なお、本明細書において、絶縁性のパターンを形成する絶縁性溶液を、液体吐出ヘッドから基材に吐出することで基材に形成された絶縁性液体からなるドットを絶縁ドットと呼ぶ。同様に、導電性のパターンを形成する導電性溶液を、液体吐出ヘッドから基材に吐出することで基材に形成された導電性液体からなるドットを導電ドットと呼ぶ。
1.回路パターン形成装置の構成
2.制御系の構成
3.回路形成位置の制御
4.回路パターン形成に使用される材料
4−1.基材
4−2.導電パターン用溶液と絶縁パターン用溶液
5.回路パターン形成方法
まず本発明の実施形態として、基材上に絶縁パターンと導電パターンからなる回路パターンを形成するために使用される回路パターン形成装置を説明する。
また、本実施形態における回路パターン形成装置には、ホスト装置として不図示のパーソナルコンピュータが接続されている。このパーソナルコンピュータから送られた図形情報(回路パターン情報)に基づいて、回路パターン形成装置は、液体吐出ヘッド2,3の移動、各溶液の吐出、およびステージ103の移動などを行い、基材1の表面に回路パターンを形成する。
次に、本実施形態の回路パターン形成装置の制御系について説明する。
図3は、本実施形態の回路パターン形成装置における制御系の全体構成を概略的に示すブロック図である。機構部46は、液体吐出ヘッド2を搭載したキャリッジ109を主走査方向に移動させるためのCRリニアモータ101、基材1を搭載したステージ103を搬送するLFリニアモータ102などを備えている。

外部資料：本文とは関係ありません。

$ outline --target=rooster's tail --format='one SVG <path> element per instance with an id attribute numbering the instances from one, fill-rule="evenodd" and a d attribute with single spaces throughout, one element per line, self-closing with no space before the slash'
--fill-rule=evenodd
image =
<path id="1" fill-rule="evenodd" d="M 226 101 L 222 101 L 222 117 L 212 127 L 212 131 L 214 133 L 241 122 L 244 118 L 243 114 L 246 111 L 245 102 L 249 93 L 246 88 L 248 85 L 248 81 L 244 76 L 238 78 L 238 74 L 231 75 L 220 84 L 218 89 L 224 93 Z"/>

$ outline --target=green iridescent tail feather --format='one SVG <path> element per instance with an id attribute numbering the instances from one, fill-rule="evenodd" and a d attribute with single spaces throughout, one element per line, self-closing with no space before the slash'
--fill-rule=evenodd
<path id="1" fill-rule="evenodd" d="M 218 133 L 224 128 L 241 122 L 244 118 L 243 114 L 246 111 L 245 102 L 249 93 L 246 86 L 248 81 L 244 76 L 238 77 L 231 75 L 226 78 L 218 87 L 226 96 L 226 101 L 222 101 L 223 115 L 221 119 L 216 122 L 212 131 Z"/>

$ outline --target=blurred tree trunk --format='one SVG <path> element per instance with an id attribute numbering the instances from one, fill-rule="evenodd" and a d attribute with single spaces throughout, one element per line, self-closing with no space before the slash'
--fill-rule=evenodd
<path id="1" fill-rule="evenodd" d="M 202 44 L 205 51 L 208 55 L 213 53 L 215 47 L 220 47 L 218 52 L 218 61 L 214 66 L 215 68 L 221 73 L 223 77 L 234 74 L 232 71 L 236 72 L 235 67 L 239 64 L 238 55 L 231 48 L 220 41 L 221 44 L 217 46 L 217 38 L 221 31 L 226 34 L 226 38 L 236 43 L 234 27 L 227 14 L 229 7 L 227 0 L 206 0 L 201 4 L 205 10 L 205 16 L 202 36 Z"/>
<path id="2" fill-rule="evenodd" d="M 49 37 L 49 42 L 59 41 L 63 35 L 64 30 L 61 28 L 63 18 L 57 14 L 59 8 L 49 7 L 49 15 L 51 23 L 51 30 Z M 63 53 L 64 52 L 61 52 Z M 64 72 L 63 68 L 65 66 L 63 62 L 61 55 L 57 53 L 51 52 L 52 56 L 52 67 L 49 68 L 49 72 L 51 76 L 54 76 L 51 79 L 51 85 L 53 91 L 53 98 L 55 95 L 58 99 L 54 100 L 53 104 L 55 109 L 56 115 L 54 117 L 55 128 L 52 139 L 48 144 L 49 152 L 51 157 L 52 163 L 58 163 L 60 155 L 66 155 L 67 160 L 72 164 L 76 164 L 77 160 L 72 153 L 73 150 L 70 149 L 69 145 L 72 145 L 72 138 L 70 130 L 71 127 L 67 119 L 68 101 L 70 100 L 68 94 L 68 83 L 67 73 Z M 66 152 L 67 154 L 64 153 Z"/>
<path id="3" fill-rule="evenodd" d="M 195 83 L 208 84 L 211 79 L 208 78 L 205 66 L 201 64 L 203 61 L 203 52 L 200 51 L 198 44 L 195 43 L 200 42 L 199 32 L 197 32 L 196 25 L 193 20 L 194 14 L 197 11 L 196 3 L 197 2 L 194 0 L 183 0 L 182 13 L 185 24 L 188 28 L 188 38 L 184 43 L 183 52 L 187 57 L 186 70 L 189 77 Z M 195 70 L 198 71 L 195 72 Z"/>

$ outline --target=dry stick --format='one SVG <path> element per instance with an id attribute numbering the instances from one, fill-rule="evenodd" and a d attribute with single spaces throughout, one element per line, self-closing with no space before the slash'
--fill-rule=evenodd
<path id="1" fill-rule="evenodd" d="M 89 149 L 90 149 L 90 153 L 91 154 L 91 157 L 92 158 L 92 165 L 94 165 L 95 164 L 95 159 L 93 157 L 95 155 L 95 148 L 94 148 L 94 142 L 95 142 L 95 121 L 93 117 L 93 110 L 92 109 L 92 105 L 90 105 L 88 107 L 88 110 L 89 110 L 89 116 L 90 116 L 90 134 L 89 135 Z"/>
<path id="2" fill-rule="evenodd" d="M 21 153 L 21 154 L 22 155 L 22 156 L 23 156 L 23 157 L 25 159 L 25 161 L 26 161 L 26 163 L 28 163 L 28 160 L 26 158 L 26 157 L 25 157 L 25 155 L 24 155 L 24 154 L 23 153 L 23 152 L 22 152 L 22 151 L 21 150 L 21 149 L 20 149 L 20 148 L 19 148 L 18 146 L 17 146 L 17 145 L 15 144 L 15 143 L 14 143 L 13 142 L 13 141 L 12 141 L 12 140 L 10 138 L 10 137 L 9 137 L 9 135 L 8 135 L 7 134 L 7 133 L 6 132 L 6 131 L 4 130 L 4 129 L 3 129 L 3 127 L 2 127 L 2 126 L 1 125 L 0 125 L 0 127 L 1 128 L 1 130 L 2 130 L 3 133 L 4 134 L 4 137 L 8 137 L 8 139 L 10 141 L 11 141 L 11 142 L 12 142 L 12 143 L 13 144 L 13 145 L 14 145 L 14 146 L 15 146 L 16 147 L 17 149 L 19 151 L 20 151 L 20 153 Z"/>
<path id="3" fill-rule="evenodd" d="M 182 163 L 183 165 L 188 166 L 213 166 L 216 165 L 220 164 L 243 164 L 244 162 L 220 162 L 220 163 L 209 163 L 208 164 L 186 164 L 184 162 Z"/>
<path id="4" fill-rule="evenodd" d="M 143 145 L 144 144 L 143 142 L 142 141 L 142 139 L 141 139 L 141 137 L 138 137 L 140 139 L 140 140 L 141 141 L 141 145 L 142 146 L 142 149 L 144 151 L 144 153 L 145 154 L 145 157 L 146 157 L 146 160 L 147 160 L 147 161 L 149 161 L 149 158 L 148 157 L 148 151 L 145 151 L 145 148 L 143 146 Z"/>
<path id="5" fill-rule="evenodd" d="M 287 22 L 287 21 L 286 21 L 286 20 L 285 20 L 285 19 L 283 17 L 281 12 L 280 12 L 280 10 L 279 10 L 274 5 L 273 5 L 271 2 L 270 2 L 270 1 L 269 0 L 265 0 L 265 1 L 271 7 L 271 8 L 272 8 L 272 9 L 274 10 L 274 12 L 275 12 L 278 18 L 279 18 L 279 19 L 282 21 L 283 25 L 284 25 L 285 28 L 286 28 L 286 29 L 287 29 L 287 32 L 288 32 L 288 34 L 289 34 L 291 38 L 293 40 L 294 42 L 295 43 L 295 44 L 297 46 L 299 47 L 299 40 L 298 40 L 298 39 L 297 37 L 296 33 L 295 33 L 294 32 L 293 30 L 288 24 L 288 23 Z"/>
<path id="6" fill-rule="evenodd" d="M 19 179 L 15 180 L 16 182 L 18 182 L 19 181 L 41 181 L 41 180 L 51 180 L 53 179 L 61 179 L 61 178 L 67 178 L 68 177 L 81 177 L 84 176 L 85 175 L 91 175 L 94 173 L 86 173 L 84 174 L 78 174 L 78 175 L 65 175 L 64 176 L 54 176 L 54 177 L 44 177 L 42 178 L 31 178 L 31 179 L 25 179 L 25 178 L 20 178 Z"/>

また、不図示のパソコンから受信した描画データは、一時メモリであるバッファメモリ45に記憶されたあと、主制御部44から指令を受けたメモリ制御部50の制御により、ヘッド制御部42に転送される。
ここで、バッファメモリ45は、液体吐出ヘッド2が主走査方向に1回走査して描画するために必要とされる1バンド分以上の描画データを格納し得る記憶容量を備えたメモリから構成されている。
次に、本実施形態の回路パターン形成装置における描画位置の制御方法について説明する。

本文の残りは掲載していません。